Those of you who have worked with other data engineering services can experiment with other testing frameworks you worked with in the past. To see if they are more suitable.

Because I suspect those who are more experienced data engineers will want to build a more comprehensive framework.

One final note relating to unit testing tables is that you can also look to create a shortcut to a mirrored database to do perform tests if there is a requirement.

Unit tests on a Microsoft Fabric Data Warehouse

When looking to perform unit tests on a Microsoft Fabric Data Warehouse you have a couple of interesting options.

First option that I want to highlight is that those working with dbt can look to work with both their data and unit testing functionality. Microsoft shows an example of a test in action in their tutorial that covers how to set up dbt for Fabric Data Warehouse.

Second option is to perform unit tests with tSQLt. I will not be covering in-detail how you can use tSQLt to perform unit tests on Microsoft Fabric Data Warehouses in this post. Due to its level of complexity and nicheness of the target audience.

In short, what you can do is deploy updates in a dacpac file that are based on a database project that contains the schema details of your Data Warehouse to a SQL Server database first and perform your tSQLt tests there.

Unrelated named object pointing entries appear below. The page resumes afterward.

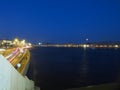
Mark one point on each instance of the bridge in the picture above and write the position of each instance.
(14, 63)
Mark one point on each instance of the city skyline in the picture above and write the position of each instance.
(60, 21)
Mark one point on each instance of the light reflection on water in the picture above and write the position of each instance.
(73, 67)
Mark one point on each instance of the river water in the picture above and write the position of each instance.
(62, 68)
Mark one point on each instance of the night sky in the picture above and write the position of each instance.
(60, 21)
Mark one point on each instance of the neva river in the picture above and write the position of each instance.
(61, 68)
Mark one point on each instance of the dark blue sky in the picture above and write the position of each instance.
(60, 21)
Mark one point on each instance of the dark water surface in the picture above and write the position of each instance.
(61, 68)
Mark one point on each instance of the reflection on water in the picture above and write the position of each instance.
(53, 68)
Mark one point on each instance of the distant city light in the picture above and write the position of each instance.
(39, 43)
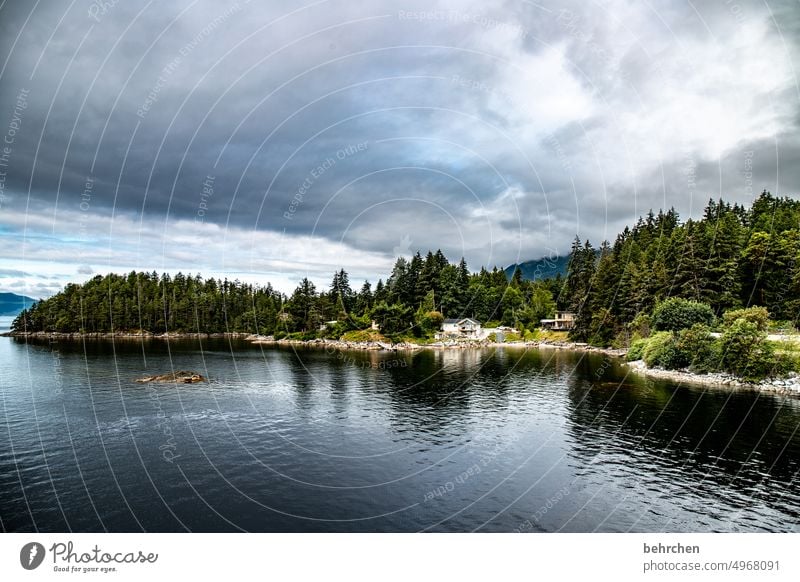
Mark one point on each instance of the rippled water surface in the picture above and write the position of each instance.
(306, 440)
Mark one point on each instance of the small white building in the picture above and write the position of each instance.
(564, 321)
(460, 328)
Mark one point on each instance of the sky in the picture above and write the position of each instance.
(270, 141)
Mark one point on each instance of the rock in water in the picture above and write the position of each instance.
(180, 377)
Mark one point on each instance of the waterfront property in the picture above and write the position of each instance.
(460, 328)
(564, 321)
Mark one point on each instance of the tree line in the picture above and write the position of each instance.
(418, 294)
(733, 257)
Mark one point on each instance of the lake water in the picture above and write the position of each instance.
(304, 440)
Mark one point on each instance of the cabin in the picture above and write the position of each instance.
(463, 328)
(564, 321)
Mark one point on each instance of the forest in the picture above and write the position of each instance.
(732, 257)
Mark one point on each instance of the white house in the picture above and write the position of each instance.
(564, 321)
(465, 328)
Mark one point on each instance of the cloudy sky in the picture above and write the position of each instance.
(268, 141)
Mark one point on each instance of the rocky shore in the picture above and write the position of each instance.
(440, 345)
(788, 385)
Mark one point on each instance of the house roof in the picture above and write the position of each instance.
(462, 319)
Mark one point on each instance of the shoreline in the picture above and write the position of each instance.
(256, 339)
(789, 385)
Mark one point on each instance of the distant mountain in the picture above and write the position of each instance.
(539, 269)
(12, 304)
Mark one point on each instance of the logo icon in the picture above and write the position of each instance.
(31, 555)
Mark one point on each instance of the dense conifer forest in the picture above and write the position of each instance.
(732, 257)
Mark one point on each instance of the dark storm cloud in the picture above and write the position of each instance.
(495, 130)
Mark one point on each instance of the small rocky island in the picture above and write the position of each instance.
(179, 377)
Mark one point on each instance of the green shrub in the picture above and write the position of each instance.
(640, 326)
(675, 314)
(636, 350)
(661, 351)
(430, 322)
(697, 349)
(747, 354)
(756, 315)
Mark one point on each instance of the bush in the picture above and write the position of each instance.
(697, 349)
(431, 321)
(640, 326)
(636, 350)
(747, 354)
(756, 315)
(675, 314)
(661, 351)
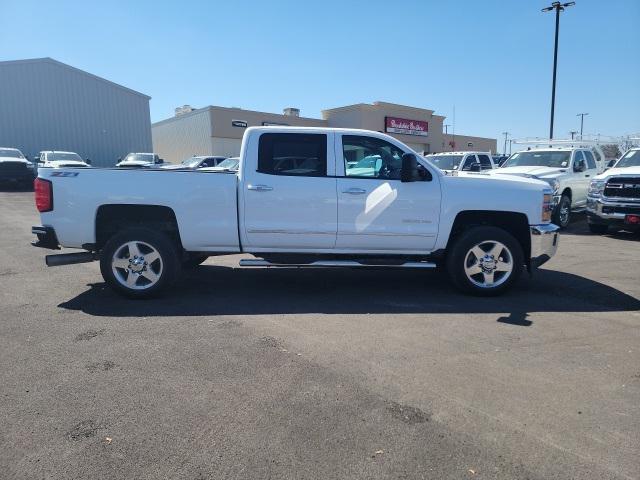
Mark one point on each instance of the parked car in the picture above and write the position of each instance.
(195, 162)
(59, 159)
(140, 160)
(228, 165)
(567, 170)
(614, 196)
(294, 202)
(462, 161)
(498, 160)
(14, 167)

Afterwards, you can deploy a dacpac containing the same schema to a Microsoft Fabric Data Warehouse. I created the below diagram to help visualize one way you can work with tSQLt.

As you can see, it is a reasonably complex process. You can simplify the process by creating one dacpac for updates and setting the deployment to ignore errors. But that can introduce other issues ongoing.

Those who are curious about this process can look at an older post of mine. Which covers unit tests for an Azure Synapse Analytics dedicated SQL Pool. You can adopt the logic contained within that post.

For further information about creating a second database project to store tSQLt items to separate your schema for data from tSQLt items, I recommend a great blog post by Nikolai Thomassen.

Unit testing Data pipeline and Dataflows Gen2

Microsoft has a testing framework for Data Factory available to create unit tests for Microsoft Fabric Data Pipelines. Which also allows you to write unit tests for pipelines in Azure Data Factory and Azure Synapse Analytics.

Alternatively, you can copy your Microsoft Fabric Data Pipelines and Dataflows to an alternative workspace. Once done you can change the destinations to be locations in the alternative workspace, run them and then test the results there.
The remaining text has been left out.